If you've used Python Selenium for web scraping , you're familiar with its ability to extract data from websites. However, the default webdriver (ChromeDriver) often struggles to bypass anti-bot mechanisms. As a solution, you can use undetected_chromedriver to bypass some of today's most sophisticated anti-bot systems, including those from Cloudflare and Akamai.
However, it's important to note that undetected_chromedriver has limitations against advanced anti-bot systems. This is where Nodriver, its official successor, comes in.
In this blog, you will learn about Nodriver, which provides next-level web scraping and browser automation through a relatively simple interface.

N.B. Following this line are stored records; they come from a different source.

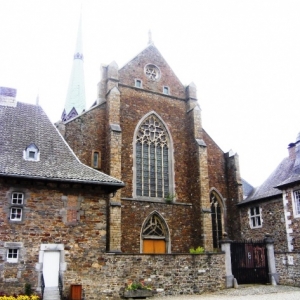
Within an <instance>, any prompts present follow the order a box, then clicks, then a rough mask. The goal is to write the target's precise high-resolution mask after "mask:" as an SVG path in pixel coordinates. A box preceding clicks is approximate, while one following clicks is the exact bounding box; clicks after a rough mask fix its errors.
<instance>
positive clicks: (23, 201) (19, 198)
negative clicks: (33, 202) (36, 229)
mask: <svg viewBox="0 0 300 300" xmlns="http://www.w3.org/2000/svg"><path fill="white" fill-rule="evenodd" d="M11 204H13V205H23V204H24V193H20V192H13V193H12V194H11Z"/></svg>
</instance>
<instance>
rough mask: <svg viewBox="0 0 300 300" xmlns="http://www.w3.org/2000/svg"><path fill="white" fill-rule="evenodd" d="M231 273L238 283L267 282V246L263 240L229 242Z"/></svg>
mask: <svg viewBox="0 0 300 300" xmlns="http://www.w3.org/2000/svg"><path fill="white" fill-rule="evenodd" d="M231 267H232V274H233V276H234V277H235V278H236V279H237V282H238V283H239V284H245V283H269V268H268V259H267V248H266V243H265V242H264V241H242V242H238V241H233V242H232V243H231Z"/></svg>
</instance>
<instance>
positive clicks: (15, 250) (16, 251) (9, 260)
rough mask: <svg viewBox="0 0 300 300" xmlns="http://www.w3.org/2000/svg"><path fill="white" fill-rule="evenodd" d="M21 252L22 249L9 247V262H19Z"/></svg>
mask: <svg viewBox="0 0 300 300" xmlns="http://www.w3.org/2000/svg"><path fill="white" fill-rule="evenodd" d="M19 252H20V250H19V249H18V248H8V249H7V255H6V260H7V262H10V263H16V262H18V261H19ZM15 256H16V257H15Z"/></svg>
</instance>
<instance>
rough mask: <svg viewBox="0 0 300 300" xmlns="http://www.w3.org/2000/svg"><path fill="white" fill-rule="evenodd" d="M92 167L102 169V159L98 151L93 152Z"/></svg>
mask: <svg viewBox="0 0 300 300" xmlns="http://www.w3.org/2000/svg"><path fill="white" fill-rule="evenodd" d="M91 165H92V167H93V168H95V169H100V168H101V157H100V151H98V150H93V151H92V161H91Z"/></svg>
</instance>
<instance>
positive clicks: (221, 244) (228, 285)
mask: <svg viewBox="0 0 300 300" xmlns="http://www.w3.org/2000/svg"><path fill="white" fill-rule="evenodd" d="M231 242H232V241H231V240H230V239H229V238H228V235H227V233H226V232H224V234H223V239H222V240H221V241H220V244H221V249H222V251H224V252H225V269H226V287H227V288H231V287H233V275H232V269H231V253H230V245H231Z"/></svg>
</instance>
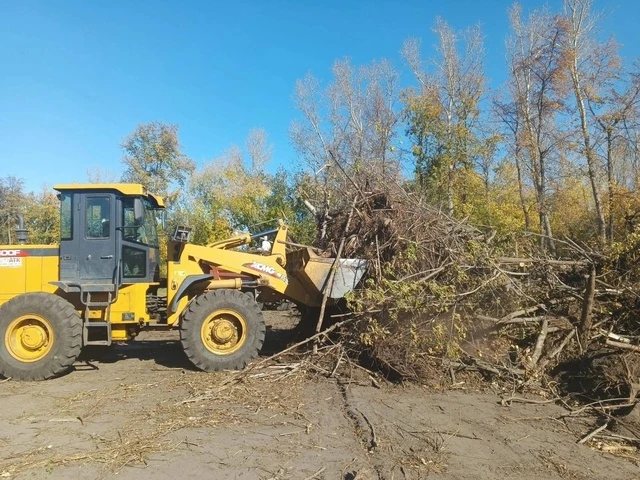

Without further ado, let’s get started!
What is Nodriver and How Does It Work?
NoDriver is an asynchronous tool that replaces traditional components such as Selenium or webdriver binaries, providing direct communication with browsers. This approach not only reduces the detection rate by most anti-bot solutions but also significantly improves the tool's performance.
This package has a unique feature that sets it apart from other similar packages - it is optimized to avoid detection by most anti-bot solutions. Its key features include:
- A fast and undetected Chrome automation library.
- No need for chromedriver binary or Selenium dependency.
- Can be set up and running in just one line of code.
- Uses a fresh profile for each run and cleans up on exit.
- Packed with helpers for common operations.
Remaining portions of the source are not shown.